Хлопает дверь. Шаги удаляются. Фу, как глупо, даже словом не перемолвились! Я — одна. Нет, не одна. Я вспоминаю о собеседнике Василия. Почему так тихо за шкафами? Прячется? А почему ему прятаться?.. Нет, я ничего не понимаю... Кашлянула. Кашлянула громче — никакого ответа. Не может человек так тихо сидеть.
Стараясь ступать как можно шумнее, подхожу к шкафам. Ни звука. По-прежнему простыня закрывает вход. Моя простыня. Я ее из дому принесла. Вон и метка: «В. Т.». Но как ее захватали! Даже черная стала, хотя бы постирали, что ли. Увидит Громова — быть грому. Открываю простыню — никого. В «зашкафнике» все по-старому. Только из-за одной подушки высовывает свой длинный восковой нос богородица.
Дверцы большого шкафа открыты. Ага, и тут по-прежнему. И портрет товарища Сталина висит там, где его повесил когда-то хитроумный Домка.
Никого. Да с кем же разговаривал Василий? Неужели с самим собой?.. Ну что ж, ведь есть же у него такая привычка.
19
Я дома, лежу на настоящей постели, на чистой простыне, покрытая стеганым домашним одеялом. Ни еды, ни дров в этот день Татьяна с ребятами не пожалели. Накормили до отвала жареной картошкой, кислой капустой, духовитыми огурцами из запасов покойного Петра Павловича, чудесными, умопомрачительными огурцами, которые до сих пор сохранили свой чесночно-смородиновый аромат и хрустят как малосольные.
Тихо. Рукомойник роняет в таз тяжелые капли. Сверчок, настоящий довоенный сверчок, неторопливо поскрипывает где-то в углу, на печке, источающей благотворное тепло.
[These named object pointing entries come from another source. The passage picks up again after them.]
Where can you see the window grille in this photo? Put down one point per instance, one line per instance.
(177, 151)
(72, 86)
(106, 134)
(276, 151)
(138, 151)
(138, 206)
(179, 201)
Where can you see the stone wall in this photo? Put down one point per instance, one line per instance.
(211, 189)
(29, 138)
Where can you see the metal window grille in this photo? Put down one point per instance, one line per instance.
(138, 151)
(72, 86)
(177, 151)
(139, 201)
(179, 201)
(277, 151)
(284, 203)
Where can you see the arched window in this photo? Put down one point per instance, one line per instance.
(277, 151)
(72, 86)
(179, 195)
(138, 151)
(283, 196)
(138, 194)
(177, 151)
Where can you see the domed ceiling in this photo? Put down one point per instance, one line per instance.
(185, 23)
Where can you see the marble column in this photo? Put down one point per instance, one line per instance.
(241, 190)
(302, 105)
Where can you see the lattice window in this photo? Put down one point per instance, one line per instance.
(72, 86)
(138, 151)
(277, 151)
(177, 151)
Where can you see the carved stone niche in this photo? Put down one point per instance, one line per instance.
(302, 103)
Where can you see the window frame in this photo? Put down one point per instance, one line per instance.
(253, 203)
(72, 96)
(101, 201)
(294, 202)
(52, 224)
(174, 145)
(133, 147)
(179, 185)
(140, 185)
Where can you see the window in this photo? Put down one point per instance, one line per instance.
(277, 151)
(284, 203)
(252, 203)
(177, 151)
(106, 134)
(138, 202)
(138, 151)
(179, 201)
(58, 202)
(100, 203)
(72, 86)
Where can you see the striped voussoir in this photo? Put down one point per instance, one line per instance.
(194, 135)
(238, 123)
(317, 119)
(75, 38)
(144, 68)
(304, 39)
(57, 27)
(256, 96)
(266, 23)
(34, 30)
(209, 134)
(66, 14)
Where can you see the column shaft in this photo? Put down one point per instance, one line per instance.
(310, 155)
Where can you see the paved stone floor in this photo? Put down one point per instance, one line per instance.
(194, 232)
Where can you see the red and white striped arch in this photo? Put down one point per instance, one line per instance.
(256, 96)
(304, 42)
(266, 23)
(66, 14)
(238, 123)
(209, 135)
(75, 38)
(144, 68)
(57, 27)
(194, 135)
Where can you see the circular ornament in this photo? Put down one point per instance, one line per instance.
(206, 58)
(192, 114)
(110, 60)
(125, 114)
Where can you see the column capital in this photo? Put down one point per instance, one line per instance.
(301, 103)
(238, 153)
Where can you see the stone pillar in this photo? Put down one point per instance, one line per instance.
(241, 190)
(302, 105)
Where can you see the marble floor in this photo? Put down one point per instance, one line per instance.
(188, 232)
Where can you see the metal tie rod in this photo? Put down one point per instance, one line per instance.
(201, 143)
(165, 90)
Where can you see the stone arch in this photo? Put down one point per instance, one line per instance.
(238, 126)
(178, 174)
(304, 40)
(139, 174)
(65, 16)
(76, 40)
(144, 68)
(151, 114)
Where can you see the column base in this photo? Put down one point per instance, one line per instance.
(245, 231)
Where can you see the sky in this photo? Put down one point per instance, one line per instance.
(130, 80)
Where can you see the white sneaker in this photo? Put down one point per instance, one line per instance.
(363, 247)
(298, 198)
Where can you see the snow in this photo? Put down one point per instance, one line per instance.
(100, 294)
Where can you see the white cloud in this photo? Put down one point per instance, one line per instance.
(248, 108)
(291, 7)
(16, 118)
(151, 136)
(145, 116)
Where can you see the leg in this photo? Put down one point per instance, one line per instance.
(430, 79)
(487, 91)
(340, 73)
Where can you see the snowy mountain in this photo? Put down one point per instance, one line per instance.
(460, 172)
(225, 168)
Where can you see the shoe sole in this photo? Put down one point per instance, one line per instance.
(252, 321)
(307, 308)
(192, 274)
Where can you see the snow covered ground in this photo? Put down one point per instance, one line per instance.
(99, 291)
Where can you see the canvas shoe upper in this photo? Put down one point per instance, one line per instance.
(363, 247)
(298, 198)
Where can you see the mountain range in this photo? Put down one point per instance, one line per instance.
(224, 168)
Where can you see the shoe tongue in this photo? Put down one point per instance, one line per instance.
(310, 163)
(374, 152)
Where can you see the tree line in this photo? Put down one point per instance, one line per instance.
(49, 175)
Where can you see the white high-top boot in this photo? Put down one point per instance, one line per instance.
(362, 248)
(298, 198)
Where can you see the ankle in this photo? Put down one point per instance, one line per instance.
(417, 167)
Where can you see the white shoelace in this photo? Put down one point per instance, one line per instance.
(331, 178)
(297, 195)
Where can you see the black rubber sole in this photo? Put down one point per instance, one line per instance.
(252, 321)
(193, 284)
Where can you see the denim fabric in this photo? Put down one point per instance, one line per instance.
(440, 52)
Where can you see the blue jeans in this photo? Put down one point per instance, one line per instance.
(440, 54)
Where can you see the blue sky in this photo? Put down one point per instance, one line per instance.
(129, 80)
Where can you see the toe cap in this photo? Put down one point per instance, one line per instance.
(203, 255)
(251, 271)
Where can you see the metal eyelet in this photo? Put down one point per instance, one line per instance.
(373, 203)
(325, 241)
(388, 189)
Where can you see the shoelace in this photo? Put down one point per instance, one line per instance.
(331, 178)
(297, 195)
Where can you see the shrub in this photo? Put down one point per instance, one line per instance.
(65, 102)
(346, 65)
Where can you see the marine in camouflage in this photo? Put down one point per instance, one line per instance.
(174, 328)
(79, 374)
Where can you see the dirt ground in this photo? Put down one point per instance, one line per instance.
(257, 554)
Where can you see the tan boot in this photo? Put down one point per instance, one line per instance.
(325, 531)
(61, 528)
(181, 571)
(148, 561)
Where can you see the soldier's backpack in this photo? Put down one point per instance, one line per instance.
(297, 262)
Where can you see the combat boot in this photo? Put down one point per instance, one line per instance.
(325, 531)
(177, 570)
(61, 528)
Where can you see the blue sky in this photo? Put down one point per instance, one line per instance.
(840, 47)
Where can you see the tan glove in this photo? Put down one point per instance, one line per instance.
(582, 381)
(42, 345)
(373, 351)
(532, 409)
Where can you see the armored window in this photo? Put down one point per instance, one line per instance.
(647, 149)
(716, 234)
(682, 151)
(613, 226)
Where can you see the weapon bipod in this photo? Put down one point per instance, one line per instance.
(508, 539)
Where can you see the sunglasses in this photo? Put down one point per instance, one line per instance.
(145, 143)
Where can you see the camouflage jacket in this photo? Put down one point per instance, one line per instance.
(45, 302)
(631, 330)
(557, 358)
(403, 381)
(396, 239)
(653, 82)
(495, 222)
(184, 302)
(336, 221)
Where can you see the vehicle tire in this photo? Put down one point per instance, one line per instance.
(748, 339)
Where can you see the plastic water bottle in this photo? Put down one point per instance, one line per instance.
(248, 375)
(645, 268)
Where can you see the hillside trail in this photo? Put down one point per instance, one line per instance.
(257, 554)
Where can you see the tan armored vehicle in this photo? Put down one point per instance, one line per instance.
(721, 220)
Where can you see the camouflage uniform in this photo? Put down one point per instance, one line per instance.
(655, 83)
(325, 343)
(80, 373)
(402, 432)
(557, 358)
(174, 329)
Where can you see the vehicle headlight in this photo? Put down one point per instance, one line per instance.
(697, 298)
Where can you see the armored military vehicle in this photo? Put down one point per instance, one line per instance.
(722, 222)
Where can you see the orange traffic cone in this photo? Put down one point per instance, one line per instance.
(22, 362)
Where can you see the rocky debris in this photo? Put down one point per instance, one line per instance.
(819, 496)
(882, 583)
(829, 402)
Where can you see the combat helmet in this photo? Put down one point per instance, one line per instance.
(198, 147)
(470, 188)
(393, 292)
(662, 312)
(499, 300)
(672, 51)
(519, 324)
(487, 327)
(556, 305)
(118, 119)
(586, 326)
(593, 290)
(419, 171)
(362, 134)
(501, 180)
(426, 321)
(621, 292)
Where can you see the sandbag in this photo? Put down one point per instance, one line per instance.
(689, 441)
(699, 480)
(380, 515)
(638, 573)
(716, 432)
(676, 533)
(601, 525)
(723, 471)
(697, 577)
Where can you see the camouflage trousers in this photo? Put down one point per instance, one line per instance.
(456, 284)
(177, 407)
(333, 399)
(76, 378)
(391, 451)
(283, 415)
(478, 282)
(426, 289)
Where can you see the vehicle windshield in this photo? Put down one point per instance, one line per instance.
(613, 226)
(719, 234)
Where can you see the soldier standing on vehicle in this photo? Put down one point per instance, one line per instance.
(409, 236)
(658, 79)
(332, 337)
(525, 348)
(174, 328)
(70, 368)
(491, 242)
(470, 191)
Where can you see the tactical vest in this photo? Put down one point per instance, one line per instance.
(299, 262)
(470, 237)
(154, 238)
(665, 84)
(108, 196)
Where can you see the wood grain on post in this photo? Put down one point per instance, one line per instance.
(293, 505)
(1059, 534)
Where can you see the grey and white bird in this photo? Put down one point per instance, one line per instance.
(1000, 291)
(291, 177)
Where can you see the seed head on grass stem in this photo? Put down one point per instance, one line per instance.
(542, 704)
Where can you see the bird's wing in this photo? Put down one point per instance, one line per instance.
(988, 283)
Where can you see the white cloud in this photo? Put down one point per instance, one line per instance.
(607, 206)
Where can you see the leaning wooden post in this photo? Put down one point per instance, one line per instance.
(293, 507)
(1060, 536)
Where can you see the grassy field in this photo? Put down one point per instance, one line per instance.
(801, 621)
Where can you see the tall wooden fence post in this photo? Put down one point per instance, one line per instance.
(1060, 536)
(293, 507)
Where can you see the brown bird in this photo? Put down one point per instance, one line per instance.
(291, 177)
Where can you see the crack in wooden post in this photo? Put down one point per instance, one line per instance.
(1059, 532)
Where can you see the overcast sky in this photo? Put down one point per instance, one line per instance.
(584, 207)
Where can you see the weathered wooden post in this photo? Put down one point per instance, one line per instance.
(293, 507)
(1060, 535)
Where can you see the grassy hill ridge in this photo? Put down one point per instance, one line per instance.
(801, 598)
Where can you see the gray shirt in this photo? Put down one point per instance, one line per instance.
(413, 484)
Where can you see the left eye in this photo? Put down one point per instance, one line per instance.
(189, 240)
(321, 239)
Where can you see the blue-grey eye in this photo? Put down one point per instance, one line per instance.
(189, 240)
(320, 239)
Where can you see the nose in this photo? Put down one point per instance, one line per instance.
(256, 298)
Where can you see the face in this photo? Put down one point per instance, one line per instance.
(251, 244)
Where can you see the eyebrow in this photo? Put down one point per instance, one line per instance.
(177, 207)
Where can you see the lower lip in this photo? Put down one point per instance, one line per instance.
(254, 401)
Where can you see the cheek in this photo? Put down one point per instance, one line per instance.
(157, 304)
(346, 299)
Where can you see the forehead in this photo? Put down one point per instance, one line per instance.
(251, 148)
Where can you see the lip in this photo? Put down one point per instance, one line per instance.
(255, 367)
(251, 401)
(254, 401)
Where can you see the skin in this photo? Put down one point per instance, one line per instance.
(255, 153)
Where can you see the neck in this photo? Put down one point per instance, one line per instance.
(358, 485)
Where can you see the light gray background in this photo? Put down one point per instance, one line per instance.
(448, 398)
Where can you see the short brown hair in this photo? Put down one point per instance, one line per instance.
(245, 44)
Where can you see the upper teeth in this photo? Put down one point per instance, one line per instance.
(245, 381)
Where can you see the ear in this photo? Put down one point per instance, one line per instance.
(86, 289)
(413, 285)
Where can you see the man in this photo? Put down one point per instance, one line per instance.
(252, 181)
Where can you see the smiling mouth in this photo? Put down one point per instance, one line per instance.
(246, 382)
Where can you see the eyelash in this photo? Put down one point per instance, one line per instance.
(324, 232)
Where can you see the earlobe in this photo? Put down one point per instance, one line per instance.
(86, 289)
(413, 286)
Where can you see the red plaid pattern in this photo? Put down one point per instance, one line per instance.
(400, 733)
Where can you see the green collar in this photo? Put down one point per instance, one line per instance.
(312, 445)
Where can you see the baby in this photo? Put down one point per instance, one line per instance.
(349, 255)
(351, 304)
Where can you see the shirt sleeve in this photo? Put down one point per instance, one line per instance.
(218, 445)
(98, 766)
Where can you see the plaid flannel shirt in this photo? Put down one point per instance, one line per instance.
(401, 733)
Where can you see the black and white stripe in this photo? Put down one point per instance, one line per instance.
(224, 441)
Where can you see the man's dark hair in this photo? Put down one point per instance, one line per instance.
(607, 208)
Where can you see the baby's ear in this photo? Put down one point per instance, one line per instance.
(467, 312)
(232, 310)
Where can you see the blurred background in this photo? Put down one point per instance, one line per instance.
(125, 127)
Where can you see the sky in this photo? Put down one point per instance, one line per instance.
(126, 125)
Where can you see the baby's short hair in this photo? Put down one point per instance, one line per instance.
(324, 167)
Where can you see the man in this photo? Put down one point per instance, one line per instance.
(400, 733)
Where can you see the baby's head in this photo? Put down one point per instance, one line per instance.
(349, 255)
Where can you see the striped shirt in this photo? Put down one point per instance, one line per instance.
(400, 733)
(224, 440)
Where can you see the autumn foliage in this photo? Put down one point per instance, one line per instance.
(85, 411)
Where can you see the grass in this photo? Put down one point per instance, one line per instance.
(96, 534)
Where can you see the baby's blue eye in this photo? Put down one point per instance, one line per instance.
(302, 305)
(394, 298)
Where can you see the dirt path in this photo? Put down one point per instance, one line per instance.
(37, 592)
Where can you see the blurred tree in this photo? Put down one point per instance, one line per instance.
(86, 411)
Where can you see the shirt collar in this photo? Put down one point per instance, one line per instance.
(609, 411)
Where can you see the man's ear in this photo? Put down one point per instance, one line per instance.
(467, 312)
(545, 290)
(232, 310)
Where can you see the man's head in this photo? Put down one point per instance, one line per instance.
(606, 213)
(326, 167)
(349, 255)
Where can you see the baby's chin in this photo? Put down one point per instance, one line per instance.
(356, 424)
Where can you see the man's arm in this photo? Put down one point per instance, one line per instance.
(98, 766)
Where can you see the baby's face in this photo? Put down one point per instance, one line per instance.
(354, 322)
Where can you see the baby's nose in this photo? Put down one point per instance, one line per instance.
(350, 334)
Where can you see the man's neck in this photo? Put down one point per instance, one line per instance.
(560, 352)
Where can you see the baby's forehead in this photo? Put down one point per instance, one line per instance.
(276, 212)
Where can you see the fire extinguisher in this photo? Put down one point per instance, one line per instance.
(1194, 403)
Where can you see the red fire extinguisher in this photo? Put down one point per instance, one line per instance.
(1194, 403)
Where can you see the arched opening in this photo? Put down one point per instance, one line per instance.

И будто нету рядом большой, страшной войны, будто еще не стонут под немцем огромные пространства советской земли... Но на один-то день можно об этом забыть?
Дома! Дома же! Дети рядом. Сыта, в тепле, в тишине. И этот сверчок. Как же это хорошо быть дома и так вот лежать на чистой простыне, под стеганым одеялом, и думать, думать и, по старой моей привычке, как бы мысленно писать тебе, Семен, письмо, рассказывая о нашем житье-бытье.
Что же произошло со мной после того, как я оказалась одна в этом нашем «зашкафнике»? Ничего особенного. Действительно, ничего особенного. Но ведь мы с тобою были всегда откровенны, и я должна к этому добавить — ничего и многое.
Да, да, вот так бывает с нами, женщинами. Ничего и многое. И вот сейчас я радостно перебираю кусочки этих воспоминаний. Но прежде всего в «зашкафник» вкатилась тетя Феня. Она, видите ли, сегодня в «отгуле». Дела у нее нет, и наше Совинформбюро стало выдавать мне длиннейшую сводку о том, что происходило тут без меня. Дорогие новости о близких мне людях. Но, честно говоря, слушала я ее вполслуха, все время была настороже — не хлопнет ли дверь, не раздадутся ли твердые шаги? И они раздались. Решительный стук костяшками пальцев по шкафу.
— Вера, можно?
— Да, да, конечно, Василий.
Ты извини меня, тетя Феня, верный мой Санчо Панса! Прервав твои рассказы, я вскочила, глянула в затемненное стекло шкафа, еще верно служащее зеркалом, при этом я даже забыла об удивительной способности тети Фени впитывать и распространять слухи.
Василий сразу заполнил собою весь «зашкафник». В нем стало тесно троим. Но тетя Феня, чтоб ей пусто было, не ушла, а лишь отодвинулась вглубь, куда-то к своей богоматери.
— У тебя тут много дел? — спросил Василий с несвойственной ему и потому даже немного смешной робостью.— Я бы довез тебя до дому. У меня тут машина.
Подвезти! Два квартала? Гм-гм... Ну чего он, чудак, темнит? Но, должно быть, уж так устроен человек, что иногда и самые серьезные, мужественные люди могут вдруг превращаться в ребятишек, прячущих что-то всем, всем очевидное.
— И верно, и правда, и подвезите ее,— посыпала свой горошек тетя Феня.— И подбросьте. — И я была ей за это очень благодарна.
Молча прошли мы с Василием через палаты. Должно быть, все-таки новым раненым известна история нашего госпиталя. Может быть, они даже догадались, кто мы? На нас смотрели из всех палат... А, все равно! Пусть думают что хотят.